= Talking Union =

"Talking Union" is a talking blues song written by members of the Almanac Singers. The song tells of the common struggles that a union organizer faces while starting a new labor union. The song helped name the record album Talking Union & Other Union Songs.

==Creation==
"Talking Union" was written in 1941, while the Almanac Singers were working to organize Congress of Industrial Organizations unions, in which Henry Ford was being divested. The song was written accidentally. Millard Lampell and Lee Hays were in the process of creating new verses for the song "Talking Dust Bowl Blues" by Woody Guthrie, in which he taught the Almanac Singers the song "Old Talking Blues". another member of the Almanac Singers. Many of the verses they wrote were nonsensical, but after an hour, Lampell and Hays saw that they had created the beginnings of a new song. Yet another Almanac Singers Pete Seeger, who already had written a verse for the song, wrote an upbeat ending (Unrhymed) to complete the song.

==Lyrics and themes==

If you want higher wages,
 let me tell you what to do

The lyrics of "Talking Union" describe the process of starting a union, and common roadblocks and issues that an organizer faces with ways to get around them. The song is both informative and humorous. It was designed as a "magnetic" song, used to encourage people to join labor unions. Critics have described the lyrical themes of the song as broadly non-interventionist.

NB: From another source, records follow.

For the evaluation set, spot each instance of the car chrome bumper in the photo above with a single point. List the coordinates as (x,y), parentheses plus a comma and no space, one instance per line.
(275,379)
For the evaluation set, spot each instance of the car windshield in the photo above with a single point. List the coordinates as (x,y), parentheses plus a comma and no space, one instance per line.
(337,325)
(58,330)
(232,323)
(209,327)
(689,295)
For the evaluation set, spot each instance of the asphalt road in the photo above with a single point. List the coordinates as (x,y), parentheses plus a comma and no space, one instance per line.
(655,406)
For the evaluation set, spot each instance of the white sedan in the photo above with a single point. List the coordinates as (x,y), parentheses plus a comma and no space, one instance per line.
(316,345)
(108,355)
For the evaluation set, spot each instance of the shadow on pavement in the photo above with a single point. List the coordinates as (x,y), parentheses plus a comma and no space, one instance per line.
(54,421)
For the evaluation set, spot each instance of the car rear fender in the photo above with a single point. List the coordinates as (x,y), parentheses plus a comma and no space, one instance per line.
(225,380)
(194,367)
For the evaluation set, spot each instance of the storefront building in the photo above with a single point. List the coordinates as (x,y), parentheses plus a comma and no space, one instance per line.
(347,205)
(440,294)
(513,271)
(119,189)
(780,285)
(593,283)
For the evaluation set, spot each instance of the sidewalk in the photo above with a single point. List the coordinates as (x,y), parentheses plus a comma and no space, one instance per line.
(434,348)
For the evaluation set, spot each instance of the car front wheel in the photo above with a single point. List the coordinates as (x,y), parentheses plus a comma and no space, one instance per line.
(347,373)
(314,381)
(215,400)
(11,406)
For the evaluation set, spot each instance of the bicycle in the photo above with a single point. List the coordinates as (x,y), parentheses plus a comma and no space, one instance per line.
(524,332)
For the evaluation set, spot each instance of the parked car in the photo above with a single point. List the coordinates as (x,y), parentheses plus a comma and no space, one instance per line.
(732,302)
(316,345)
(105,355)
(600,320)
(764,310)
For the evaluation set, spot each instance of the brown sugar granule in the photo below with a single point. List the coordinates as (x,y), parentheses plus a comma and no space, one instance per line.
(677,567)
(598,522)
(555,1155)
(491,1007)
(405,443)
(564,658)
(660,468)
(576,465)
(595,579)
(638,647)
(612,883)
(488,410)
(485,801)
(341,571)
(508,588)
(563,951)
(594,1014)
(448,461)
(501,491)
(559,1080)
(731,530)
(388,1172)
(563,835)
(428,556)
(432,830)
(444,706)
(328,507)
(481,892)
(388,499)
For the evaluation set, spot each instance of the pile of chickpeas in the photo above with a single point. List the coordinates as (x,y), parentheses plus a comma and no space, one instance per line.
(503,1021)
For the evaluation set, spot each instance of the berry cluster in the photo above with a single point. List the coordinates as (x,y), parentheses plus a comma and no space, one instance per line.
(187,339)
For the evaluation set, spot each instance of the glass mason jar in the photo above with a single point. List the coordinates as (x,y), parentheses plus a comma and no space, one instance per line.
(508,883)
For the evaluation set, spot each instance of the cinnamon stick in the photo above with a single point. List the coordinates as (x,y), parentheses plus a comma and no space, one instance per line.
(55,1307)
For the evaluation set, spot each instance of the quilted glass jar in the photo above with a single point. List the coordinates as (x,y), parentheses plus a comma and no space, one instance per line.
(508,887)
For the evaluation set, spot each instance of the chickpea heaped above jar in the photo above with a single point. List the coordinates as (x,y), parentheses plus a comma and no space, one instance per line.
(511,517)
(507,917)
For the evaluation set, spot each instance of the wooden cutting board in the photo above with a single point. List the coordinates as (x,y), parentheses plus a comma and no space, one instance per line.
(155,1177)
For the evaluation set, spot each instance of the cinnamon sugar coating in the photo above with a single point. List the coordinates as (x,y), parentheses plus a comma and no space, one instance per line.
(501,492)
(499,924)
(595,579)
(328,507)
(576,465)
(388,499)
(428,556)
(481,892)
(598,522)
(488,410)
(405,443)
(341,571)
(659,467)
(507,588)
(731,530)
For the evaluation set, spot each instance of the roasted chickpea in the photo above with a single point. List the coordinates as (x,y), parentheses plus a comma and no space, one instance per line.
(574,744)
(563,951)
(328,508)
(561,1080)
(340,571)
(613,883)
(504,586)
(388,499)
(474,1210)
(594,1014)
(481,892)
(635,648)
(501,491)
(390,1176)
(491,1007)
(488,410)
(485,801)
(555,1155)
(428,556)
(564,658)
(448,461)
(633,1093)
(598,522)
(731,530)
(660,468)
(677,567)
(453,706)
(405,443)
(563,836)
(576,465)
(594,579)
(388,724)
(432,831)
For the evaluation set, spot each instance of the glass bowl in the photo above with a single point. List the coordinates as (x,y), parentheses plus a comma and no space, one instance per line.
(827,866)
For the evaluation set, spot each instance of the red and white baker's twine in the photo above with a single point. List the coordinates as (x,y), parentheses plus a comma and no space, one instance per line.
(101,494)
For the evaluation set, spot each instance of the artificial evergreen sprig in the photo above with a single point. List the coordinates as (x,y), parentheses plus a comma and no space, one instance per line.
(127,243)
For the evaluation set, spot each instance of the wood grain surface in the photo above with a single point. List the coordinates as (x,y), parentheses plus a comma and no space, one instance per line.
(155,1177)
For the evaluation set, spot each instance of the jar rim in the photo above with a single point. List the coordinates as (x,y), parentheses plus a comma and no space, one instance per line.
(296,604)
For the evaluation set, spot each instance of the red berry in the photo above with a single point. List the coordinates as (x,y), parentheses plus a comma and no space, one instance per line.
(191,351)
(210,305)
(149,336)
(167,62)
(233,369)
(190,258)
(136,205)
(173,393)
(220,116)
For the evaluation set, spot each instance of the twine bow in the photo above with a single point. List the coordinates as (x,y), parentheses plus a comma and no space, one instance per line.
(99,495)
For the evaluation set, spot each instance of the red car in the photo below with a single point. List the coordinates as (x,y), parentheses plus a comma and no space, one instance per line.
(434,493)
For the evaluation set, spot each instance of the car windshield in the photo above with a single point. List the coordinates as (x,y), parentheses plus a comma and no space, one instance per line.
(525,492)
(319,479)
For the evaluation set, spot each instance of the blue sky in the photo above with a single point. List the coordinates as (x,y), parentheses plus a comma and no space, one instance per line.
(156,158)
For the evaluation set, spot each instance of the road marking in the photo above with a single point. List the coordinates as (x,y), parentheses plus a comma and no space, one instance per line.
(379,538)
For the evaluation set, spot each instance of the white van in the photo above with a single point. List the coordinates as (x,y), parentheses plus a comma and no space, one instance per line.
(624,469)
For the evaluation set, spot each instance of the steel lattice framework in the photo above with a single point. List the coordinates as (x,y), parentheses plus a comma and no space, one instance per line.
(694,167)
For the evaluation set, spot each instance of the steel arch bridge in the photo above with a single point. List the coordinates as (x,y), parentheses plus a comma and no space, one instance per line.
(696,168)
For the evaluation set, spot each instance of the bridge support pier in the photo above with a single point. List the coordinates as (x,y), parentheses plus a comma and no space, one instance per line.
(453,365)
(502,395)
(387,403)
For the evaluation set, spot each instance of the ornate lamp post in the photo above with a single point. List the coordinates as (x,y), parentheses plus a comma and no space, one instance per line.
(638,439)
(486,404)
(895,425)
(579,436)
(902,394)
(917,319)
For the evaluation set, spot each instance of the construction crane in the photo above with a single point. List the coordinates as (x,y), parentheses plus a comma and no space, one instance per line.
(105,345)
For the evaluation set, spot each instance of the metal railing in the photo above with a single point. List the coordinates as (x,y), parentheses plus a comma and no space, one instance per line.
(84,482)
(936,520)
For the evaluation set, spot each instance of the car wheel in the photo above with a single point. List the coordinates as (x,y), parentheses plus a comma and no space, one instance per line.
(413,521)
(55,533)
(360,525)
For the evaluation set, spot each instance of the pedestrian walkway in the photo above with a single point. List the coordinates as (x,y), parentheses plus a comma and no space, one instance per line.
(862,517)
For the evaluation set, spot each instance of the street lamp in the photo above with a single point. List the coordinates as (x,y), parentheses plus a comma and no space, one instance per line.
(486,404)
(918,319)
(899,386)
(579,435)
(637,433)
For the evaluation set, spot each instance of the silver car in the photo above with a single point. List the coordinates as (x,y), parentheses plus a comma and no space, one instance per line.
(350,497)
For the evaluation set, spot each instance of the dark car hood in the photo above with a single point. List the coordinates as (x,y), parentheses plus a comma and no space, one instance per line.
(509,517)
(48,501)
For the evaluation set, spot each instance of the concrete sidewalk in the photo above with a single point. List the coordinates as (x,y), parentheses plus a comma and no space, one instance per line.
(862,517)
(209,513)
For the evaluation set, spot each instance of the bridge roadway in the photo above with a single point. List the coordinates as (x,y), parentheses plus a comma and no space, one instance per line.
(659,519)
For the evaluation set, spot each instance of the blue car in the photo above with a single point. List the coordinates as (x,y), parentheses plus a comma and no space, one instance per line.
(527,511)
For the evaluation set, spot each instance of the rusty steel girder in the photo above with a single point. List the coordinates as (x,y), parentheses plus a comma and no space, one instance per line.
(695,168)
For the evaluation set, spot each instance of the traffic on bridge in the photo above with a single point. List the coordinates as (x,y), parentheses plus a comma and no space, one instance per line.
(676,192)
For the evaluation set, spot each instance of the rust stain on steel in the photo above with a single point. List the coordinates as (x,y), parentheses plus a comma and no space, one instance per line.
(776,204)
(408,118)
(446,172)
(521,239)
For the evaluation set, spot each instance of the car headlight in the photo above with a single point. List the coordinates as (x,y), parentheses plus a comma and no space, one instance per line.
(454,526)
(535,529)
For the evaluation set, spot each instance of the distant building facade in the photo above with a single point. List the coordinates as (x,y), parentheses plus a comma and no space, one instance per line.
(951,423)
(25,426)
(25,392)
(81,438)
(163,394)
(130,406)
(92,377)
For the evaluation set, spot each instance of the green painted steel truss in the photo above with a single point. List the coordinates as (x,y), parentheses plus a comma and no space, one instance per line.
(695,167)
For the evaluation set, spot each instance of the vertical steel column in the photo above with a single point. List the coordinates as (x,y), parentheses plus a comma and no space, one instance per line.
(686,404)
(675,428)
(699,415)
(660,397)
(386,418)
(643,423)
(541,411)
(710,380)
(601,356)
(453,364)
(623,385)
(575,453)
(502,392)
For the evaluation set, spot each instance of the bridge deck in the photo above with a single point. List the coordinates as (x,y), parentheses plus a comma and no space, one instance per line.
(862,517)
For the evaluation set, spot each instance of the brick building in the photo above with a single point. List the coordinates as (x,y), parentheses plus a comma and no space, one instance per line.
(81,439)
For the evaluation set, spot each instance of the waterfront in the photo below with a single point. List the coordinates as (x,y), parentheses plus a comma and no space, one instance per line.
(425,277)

The lyrics start with a list of the positive things that come with starting a union at one's workplace: increased pay, decreased hours on the job, and the ability to take time off work to "take your kids to the seashore". The song then describes the steps that a person would need to go through to start a union. Workers need to get the word out that the shop is unionizing by distributing handbills and holding meetings. The lyrics then move to common issues that a person who starts a union will face, such as starvation wages, picket lines, the protest demonstrations where the police and the national guard break up the masses and the bosses calling the union workers nasty labels and names. The song ends with the promise, that in those industrial cities, if nothing breaks one up, "You will win" (But take it easy, but take it) if you just stick together with the union.